カウンセリングで大切なこと

私は大学院時代からユング派の夢分析を5年ほど受け、その後、フロイト派の2人の分析家から分析とスーパービジョンを受けました。 なぜ変わったのか、それぞれに理由はありますが、一つの学派では物足りないと感じたのが大きな理由です。 ユング派の夢分析のみでは、転移逆転移を扱いきれないというのがフロイト派精神分析を学ぶきっかけだったのですが、それだけでも足りないものを感じ、対象関係論、発達障害、脳と身体、食事などの生活習慣の関係、マインドフルネス瞑想法などの瞑想にまで、その関心は広がり、学んだり自ら実践したりを繰り返しています。 そしてだんだんと理解してきたことは、身体と脳、脳と心、心と魂は相互につながっていて、それらすべてが個人のパーソナリティに影響を及ぼすということです。 もしかすると、その影響は前世までさかのぼるものかもしれませんが、とりあえずまだそこまでは手をのばしておりません。 よい例をあげましょう。 最近、私が仕事をしていて、妙に動悸がしたり頭が重い日が続きました。「更年期のせいかな?」「何かの神経症的症状なのだろうか?」と考えていたのですが、ある日、着ていたセーターの防虫剤の匂いが鼻につき、脱いでみたところ、動悸や頭痛が消えたのです。「これは、防虫剤の過敏反応かも?」と、自宅にある防虫剤をすべて処分したところ、その妙な症状は治まりました。適切な要因にたどり着けなかったら、今でも私はその症状に悩まされていたでしょう。 心理的な問題でも、これと同じようなことはしょっちゅう起こります。 「こだわりが強い」という症状があるとしても、それが、過去の体験から来る心理的な要因の強い強迫神経症だととらえるのと、発達障害的な要因から来ているととらえるのとでは、同じ心理療法でもアプローチの仕方が変わってきます。前者ならば主に精神分析的な心理療法を選びますが、後者の場合、「こだわる」というものはある程度生まれついての特性ですので、それとどのように折り合いをつけるかが中心になってきます。 つまり、治療者の持っている引き出しの多い方が、その人それぞれの特性に合った心理療法ができる可能性が増えるのです。 人の心は本来、カットされたダイアモンドのように、多面的な側面があり、見る方向によって色も変わってきます。

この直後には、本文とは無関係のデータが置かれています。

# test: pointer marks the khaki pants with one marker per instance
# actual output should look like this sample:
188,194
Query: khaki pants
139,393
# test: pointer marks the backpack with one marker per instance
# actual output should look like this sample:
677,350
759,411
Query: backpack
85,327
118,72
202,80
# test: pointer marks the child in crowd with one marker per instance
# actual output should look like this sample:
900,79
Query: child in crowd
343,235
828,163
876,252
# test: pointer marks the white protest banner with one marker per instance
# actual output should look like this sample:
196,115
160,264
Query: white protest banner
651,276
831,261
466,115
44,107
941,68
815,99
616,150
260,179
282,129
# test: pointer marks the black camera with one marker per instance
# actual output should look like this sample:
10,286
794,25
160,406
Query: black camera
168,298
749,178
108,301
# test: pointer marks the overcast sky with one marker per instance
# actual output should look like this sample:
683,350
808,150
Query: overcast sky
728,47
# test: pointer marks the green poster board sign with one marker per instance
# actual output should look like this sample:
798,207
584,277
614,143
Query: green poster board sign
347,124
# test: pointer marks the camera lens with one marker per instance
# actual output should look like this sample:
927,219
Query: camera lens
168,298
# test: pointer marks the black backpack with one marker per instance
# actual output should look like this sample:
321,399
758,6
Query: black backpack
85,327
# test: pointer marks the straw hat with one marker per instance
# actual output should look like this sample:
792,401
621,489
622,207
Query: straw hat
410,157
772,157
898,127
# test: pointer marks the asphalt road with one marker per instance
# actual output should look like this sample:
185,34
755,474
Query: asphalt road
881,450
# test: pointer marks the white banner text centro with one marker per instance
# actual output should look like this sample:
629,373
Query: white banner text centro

それを的確につかむためには、治療者側も、常に自分の知らない部分に開かれていないとついてゆけません。もちろん、基本的には精神分析的心理療法という技法を使っていますが、自分の心の中心はひとつの学派に留まらず、自分自身も常に学び、考え、成長してゆく必要があると思っています。 そしてそれがこの仕事をしてゆく上で、一番難しく、またやりがいのあることなのです。